Ingest streaming data into Amazon Elasticsearch Service within the privacy of your VPC with Amazon Kinesis Data Firehose

Apr 25 2020

Off

Today we are adding a new Amazon Kinesis Data Firehose feature to set up VPC delivery to your Amazon Elasticsearch Service domain from the Kinesis Data Firehose. If you have been managing a custom application on Amazon Kinesis Data Streams to keep traffic private, you can now use Kinesis Data Firehose and load your data into an Amazon Elasticsearch Service endpoint in a VPC without having to invest, operate, and scale ingestion and delivery infrastructure. You can start using this new feature from Kinesis Data Firehose console, AWS CLI, and API by selecting Amazon Elasticsearch Service as the destination, the specific domain with VPC access, and setting the VPC configuration with subnets and the optional security groups.

Before this feature

Amazon Elasticsearch Service domains can have public or private endpoints. Public endpoints are backed by IP addresses on the public internet. Private endpoints are backed by IP addresses within the IP space of your VPC.

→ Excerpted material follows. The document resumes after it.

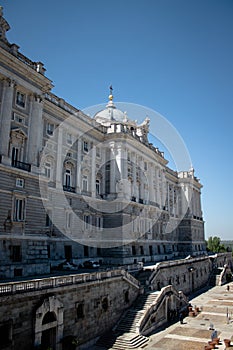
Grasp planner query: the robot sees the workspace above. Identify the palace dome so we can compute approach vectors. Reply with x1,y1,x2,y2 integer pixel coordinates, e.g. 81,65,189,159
94,95,127,124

If you have been using an Amazon Elasticsearch Service VPC endpoint, you most likely use Kinesis Data Streams or similar soultion to ingest streaming data. This means running a custom application on the stream that delivers it to the Amazon Elasticsearch Service VPC domain. You likely had to perform the following actions:

Implement buffering
Format conversions
Perform compression
Apply transformation
Manage backup
Handle transient delivery failures

Additionally, you have to build, scale, monitor, update, and maintain this custom application.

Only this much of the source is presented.